Nesse conturbado contexto, como chama a atenção Breno Altman, tanto nos países centrais, quanto nas nações periféricas do capitalismo, começaram a despontar correntes de extrema direita vinculadas à defesa dos principais pilares ocidentais: o sistema capitalista e os valores judaico-cristãos (o que nos leva novamente ao Antigo Testamento).
Isto posto, quem melhor representaria essa cruzada do Ocidente contra o islamismo, levada a cabo pela extrema direita global? Obviamente, o Estado de Israel, que, por sua localização geográfica, é a ponta de lança do Ocidente em seu enfrentamento com o Oriente (principalmente a civilização muçulmana). Assim, o histórico antissemitismo (ódio aos judeus) da extrema direita é trocado pelo pró-sionismo (defesa incondicional do Estado de Israel).
“Depois aos anos 70 do século passado, quando o campo sionista passa para o comando de sua ala mais radical, o Estado de Israel foi abrigando referências essenciais para a lógica da extrema direita: ultraliberalismo, militarização, colonialismo, racismo e teocracia disfarçada”, conclui Altman.
O “Deus mau” do Antigo Testamento
Às discussões sobre as relações próximas entre neopentecostais, extrema-direita e Estado de Israel podemos adicionar o conteúdo do livro “O Dogma de Cristo”, do psicanalista, filósofo e sociólogo Erich Fromm.

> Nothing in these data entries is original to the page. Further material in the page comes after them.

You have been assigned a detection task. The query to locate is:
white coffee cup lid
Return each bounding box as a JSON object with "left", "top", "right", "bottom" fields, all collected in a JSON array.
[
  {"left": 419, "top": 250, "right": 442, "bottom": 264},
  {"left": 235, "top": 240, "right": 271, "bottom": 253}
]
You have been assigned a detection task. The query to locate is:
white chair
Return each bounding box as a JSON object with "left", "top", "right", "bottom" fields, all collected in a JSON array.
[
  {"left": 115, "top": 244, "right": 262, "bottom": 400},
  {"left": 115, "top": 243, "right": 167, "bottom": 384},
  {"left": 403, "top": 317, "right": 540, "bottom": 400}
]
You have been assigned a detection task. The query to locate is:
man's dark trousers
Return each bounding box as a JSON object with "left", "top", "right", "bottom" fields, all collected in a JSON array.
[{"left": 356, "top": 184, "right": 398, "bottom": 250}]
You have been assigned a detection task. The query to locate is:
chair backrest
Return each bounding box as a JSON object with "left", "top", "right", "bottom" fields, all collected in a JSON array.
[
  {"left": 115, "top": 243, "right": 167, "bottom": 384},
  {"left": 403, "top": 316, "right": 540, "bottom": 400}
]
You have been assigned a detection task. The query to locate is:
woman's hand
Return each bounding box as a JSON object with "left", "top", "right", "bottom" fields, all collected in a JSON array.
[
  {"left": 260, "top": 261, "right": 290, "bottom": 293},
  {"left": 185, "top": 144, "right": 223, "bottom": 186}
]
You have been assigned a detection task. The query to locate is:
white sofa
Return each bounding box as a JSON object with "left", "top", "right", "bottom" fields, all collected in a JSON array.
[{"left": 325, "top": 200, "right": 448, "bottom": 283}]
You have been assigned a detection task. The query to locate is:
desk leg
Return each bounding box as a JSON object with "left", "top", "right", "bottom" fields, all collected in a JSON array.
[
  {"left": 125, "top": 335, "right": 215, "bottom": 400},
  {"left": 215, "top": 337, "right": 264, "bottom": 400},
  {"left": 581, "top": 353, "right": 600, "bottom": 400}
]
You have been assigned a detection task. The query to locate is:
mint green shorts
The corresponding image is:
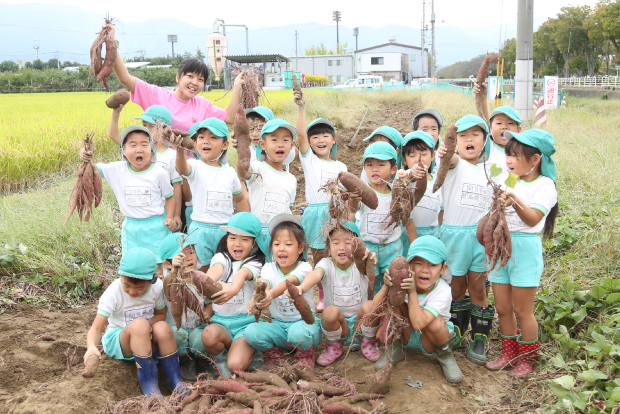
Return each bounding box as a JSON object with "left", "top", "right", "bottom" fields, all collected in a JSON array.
[
  {"left": 301, "top": 203, "right": 329, "bottom": 249},
  {"left": 121, "top": 214, "right": 172, "bottom": 263},
  {"left": 407, "top": 316, "right": 454, "bottom": 355},
  {"left": 489, "top": 232, "right": 544, "bottom": 287},
  {"left": 441, "top": 223, "right": 487, "bottom": 277}
]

Em sua obra, Fromm, tal como a corrente religiosa conhecida como gnosticismo, parte da tese de que, na Bíblia, livro sagrado do cristianismo, estão presentes “dois deuses”; completamente diferentes: o “Deus mau”, do Antigo Testamento; e o “Deus bom”, referente ao Novo Testamento.

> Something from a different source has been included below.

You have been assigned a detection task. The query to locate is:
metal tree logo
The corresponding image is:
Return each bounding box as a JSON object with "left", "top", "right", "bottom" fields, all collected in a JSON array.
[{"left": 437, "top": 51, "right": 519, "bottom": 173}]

De fato, não é difícil constatar que, no Antigo Testamento, Deus é vingativo e rancoroso; responsável direto pelo extermínio de todos aqueles que não seguiam seus ditames. Em contrapartida, no Novo Testamento, Deus é amor, benevolente, perfeito, justo e misericordioso.
Desse modo, a partir dos preceitos psicanalíticos, calcados nos antagonismos entre pai e filho, Erich Fromm compreende Jesus (o “Deus bom”) como a negação do pai: o “Deus mau”. Não por acaso, o Novo Testamento tem início, justamente, com o nascimento de Jesus.

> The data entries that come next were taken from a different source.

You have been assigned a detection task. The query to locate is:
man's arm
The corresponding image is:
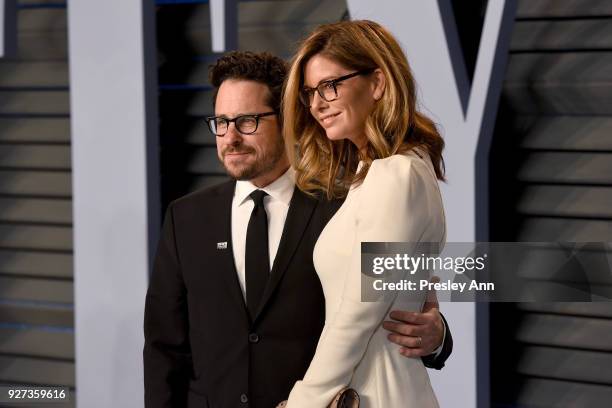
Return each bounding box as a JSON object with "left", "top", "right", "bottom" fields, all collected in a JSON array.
[
  {"left": 143, "top": 204, "right": 193, "bottom": 408},
  {"left": 383, "top": 278, "right": 453, "bottom": 370}
]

Esse “Deus mau”, do Antigo Testamento (o “Deus de Israel”), é atualmente a grande referência para as pregações de pastores de igrejas neopentecostais (qualquer semelhança com a supracitada teologia do domínio não é mera coincidência).
Além disso, também não é coincidência o fato de o “Deus mau” ter atitudes que se assemelham a políticos genocidas de extrema direita, seja em relação ao processo de limpeza étnica de povos considerados “inimigos” (como faz Benjamin Netanyahu), seja na maneira negacionista como conduzem um país em um contexto de crise sanitária (Jair Bolsonaro e Donald Trump, por exemplo).
*Francisco Fernandes Ladeira é doutorando em Geografia pela Unicamp.